Just to really drive home the difference of between the seasonal and loess trend component of our model, let’s build out the loess model for the identical interval, for co-plotting.
trend_fit <- HoltWinters(decomp_fit$time.series[,2])
trend_preds <- forecast(trend_fit, 15) %>%
as.tibble %>%
.[[1]]
# bind in old data in model
trend_past <- as.numeric(decomp_fit$time.series[,2])
trend_tib <- tibble(date = seq(date("2012-09-01"), date("2018-11-01"), by = "1 month"),
y = c(trend_past, trend_preds))
Now all we have to do is layer them together.

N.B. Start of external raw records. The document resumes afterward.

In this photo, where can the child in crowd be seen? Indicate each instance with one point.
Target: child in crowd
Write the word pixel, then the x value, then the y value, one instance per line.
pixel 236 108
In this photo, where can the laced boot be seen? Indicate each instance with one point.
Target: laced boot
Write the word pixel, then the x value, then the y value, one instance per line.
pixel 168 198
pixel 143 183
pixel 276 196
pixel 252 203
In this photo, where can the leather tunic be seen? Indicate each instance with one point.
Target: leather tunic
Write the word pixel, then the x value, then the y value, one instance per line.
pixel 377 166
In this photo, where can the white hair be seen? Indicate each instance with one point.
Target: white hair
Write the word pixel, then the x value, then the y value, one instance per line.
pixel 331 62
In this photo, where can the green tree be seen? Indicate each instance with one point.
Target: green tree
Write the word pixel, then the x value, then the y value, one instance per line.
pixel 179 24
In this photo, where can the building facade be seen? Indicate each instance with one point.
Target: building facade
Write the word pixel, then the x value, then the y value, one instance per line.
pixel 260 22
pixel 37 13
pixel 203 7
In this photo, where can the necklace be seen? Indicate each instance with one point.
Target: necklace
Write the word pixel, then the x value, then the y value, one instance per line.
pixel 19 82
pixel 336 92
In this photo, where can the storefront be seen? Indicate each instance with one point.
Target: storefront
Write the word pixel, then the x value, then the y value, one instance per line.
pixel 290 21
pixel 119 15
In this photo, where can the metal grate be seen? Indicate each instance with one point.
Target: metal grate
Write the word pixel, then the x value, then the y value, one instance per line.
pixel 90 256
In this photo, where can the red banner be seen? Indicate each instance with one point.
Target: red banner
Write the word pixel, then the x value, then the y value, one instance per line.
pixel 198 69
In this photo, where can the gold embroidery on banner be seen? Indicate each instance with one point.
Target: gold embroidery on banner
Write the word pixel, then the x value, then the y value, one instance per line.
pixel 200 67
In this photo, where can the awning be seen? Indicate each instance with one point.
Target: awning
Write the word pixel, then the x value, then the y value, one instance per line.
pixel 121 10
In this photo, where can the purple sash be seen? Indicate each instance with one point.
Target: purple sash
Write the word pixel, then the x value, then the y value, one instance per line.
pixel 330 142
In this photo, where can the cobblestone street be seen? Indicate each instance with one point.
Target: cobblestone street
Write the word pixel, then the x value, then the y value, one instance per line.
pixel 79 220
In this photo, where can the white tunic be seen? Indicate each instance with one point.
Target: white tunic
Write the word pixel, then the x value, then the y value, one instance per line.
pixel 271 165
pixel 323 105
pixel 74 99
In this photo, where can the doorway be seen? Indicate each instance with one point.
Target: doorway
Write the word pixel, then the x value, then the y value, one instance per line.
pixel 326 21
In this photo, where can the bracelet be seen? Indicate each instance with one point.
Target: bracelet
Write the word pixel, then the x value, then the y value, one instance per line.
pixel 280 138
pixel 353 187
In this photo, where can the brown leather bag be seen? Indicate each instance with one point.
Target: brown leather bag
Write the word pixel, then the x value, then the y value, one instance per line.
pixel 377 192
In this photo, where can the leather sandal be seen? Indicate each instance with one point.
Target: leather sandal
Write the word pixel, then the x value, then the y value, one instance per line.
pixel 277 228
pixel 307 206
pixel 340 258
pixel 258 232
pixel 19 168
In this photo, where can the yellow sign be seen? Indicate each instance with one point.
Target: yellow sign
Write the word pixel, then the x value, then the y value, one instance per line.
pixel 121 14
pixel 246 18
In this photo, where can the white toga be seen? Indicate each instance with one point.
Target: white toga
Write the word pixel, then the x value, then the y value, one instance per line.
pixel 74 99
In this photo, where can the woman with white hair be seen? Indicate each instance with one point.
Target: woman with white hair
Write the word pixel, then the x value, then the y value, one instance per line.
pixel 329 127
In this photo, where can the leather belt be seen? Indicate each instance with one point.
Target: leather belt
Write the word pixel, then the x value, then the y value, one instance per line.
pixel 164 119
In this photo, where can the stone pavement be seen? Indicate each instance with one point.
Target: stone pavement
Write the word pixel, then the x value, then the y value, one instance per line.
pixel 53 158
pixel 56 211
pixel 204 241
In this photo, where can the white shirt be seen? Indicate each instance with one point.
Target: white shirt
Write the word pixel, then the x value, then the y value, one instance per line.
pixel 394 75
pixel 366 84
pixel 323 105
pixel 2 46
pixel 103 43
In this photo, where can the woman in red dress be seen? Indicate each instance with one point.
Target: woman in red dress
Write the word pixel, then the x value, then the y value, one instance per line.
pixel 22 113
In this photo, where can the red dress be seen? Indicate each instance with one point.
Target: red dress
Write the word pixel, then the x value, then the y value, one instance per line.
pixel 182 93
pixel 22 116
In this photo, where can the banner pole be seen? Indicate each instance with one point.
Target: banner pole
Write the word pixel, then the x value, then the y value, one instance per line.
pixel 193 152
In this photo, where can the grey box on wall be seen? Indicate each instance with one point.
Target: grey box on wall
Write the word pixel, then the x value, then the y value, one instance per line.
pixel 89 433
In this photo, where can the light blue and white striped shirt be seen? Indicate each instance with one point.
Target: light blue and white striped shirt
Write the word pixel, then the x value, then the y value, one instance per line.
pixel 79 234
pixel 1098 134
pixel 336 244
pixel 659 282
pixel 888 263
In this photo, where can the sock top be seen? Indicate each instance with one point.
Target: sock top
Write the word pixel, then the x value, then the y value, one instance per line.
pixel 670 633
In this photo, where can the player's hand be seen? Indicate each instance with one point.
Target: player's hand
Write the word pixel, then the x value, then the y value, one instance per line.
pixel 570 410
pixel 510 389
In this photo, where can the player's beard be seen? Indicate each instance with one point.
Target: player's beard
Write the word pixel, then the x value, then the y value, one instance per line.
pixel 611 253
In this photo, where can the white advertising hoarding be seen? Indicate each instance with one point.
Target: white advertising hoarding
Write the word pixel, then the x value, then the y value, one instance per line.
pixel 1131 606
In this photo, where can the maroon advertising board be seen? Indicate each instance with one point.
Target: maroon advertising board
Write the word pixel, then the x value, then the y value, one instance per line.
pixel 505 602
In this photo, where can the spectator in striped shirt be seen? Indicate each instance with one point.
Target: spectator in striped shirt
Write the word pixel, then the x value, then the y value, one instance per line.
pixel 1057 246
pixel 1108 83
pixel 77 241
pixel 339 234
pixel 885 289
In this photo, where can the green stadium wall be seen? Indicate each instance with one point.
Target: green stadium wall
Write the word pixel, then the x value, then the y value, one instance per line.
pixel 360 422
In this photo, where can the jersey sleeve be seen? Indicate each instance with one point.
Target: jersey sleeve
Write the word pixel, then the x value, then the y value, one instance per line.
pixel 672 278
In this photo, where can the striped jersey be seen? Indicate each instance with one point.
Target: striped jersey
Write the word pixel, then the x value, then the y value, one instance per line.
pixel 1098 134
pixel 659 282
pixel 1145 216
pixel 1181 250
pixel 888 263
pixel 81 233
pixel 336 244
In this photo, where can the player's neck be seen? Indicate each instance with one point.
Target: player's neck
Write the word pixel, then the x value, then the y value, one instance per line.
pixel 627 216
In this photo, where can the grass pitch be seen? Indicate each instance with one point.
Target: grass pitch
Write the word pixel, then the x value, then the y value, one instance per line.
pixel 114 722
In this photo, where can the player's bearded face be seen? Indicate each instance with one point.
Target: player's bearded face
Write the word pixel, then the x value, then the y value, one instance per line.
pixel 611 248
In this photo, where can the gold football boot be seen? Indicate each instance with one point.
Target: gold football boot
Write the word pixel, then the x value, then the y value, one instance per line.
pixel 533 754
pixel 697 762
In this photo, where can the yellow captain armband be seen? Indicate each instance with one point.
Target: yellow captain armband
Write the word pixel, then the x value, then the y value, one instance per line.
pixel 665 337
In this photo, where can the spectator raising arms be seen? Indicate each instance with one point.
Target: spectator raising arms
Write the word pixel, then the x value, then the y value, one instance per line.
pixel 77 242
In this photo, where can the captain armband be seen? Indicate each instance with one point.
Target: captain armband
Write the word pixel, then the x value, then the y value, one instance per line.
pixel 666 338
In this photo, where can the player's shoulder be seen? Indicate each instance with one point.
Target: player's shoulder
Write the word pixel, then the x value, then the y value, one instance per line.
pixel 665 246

# expand students_back for future
students_back2 <- tibble(date = seq(as.Date("2012-09-01"), as.Date("2018-09-01"), "1 year"),
date_min = date - ddays(16), # ~ Aug16
date_max = date %m+% months(2) )
# format next_tib
next_tib$year <- year(next_tib$date)
# projections plot
ggplot(month_tib, aes(date, y, color = y)) +
geom_rect(data = students_back2, aes(xmin = date_min, xmax = date_max, y = NULL),
ymin = -0, ymax = Inf, color = NA, fill = "grey", alpha = .5) +
geom_path(data = trend_tib, aes(x = date, y = y, color = NULL), linetype = 2) +
geom_path(size = 1) +
geom_path(data = next_tib, aes(y = y), size = 1, alpha = .5) +
annotate(geom = "text", label = "<<< Historical | Projected >>>", x = date("2017-08-01"), y = 110, size = 3) +
viridis::scale_color_viridis(name = NULL, direction = -1) +
scale_x_date(breaks = brks, date_minor_breaks = "1 month",
labels = nicely, expand = c(0,0),
limits = c(date("2012-08-16"), date("2018-11-01"))) +
labs(title = "Forecasted monthly tow-tals",
subtitle = "Mean trend as dashed line",
y = NULL,
x = NULL,
caption = "Data[2012-08-16:2017-08-31]; Projections[2017-09-01:2018-10-31]") +
theme(legend.position = "none")
We see the loess (dashed) trend moving back down towards the historical average in our projection, while the our total seasonal plus trend model is still climbing upward.
I hope this outline is a useful template for jumping into the ODP Crime Data with R. I know there a lot of trends in the Crime Data set that deserve more exploration, so time to get busy. Hopefully this portal can be used to have fun and build a more informed and engaged community. See you at the next Meetup!